By Kevin Nix, Sr. Director of Communications
The nation’s top HIV experts and advocates, including attorney Venita Ray, public affairs specialist at Houston-based Legacy Community Health, are meeting with Democratic presidential candidate Bernie Sanders in San Bernardino, CA tomorrow to discuss his plans for an AIDS-free America. In March, 70 HIV/AIDS advocates, including New York-based Housing Works, sent letters to all 2016 presidential candidates urging each of them to make ending the HIV/AIDS epidemics in the U.S. and around the world a priority.
“I am honored to be asked by Housing Works to sit down with the Senator to discuss ending the HIV/AIDS epidemic,” said Ray. “As a woman living with HIV, I know full well we have a lot of work still to do on the policy front nationally – and in my home state of Texas. In Houston, African-American women were newly diagnosed with HIV at a rate 21 times that of whites and almost six times that of Hispanic women. We all have to do a better job of getting the word out about treatment options, including the daily pill – called PrEP – that helps prevent HIV.”

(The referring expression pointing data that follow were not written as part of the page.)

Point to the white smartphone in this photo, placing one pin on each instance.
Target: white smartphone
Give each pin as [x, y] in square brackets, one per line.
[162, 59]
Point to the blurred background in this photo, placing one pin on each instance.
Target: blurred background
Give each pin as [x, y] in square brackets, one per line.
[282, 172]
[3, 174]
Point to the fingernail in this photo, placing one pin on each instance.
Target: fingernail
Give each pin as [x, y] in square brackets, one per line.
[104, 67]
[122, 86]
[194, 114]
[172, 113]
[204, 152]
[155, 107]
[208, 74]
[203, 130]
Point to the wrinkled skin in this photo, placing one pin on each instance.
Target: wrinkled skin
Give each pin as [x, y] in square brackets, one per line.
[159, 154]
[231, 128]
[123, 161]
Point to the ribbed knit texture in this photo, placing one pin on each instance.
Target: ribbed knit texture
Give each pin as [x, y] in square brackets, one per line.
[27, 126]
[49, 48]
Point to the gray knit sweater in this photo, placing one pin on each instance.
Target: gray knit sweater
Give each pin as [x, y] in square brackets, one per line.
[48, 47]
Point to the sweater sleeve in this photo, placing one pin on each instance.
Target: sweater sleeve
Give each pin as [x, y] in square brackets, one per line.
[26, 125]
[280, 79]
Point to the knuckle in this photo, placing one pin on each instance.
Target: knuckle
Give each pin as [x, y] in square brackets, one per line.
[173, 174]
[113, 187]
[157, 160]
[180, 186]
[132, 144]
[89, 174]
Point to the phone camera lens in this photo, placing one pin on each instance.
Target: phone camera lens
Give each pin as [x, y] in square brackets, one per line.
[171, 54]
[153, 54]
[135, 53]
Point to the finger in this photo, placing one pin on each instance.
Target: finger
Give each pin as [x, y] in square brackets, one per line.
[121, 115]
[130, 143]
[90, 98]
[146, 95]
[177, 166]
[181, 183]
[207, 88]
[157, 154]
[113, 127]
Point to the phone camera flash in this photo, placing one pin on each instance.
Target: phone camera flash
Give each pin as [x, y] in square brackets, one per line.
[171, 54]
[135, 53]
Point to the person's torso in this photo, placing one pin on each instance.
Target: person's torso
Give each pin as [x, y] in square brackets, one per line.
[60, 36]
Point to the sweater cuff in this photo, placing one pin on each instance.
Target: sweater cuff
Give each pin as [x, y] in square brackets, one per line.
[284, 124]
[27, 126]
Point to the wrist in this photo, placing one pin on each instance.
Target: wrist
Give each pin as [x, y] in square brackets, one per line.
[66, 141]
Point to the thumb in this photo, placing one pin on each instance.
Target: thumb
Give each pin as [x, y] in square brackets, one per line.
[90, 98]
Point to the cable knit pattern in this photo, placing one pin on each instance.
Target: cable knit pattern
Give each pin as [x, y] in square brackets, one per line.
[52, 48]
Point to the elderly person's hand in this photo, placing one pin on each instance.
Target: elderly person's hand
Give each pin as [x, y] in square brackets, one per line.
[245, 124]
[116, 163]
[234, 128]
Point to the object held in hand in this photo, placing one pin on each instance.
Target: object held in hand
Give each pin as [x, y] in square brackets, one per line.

Last month, HIV advocates met with Hillary Clinton at her Brooklyn campaign headquarters.
Legacy Community Health received a $50,000 grant from the Ford Foundation and AIDS United earlier this year to develop a strategic plan to end HIV in Houston. The project, “Ending New Diagnoses (END) HIV/AIDS Houston,” brings together community leaders to figure out how to cut new diagnoses in half over five years.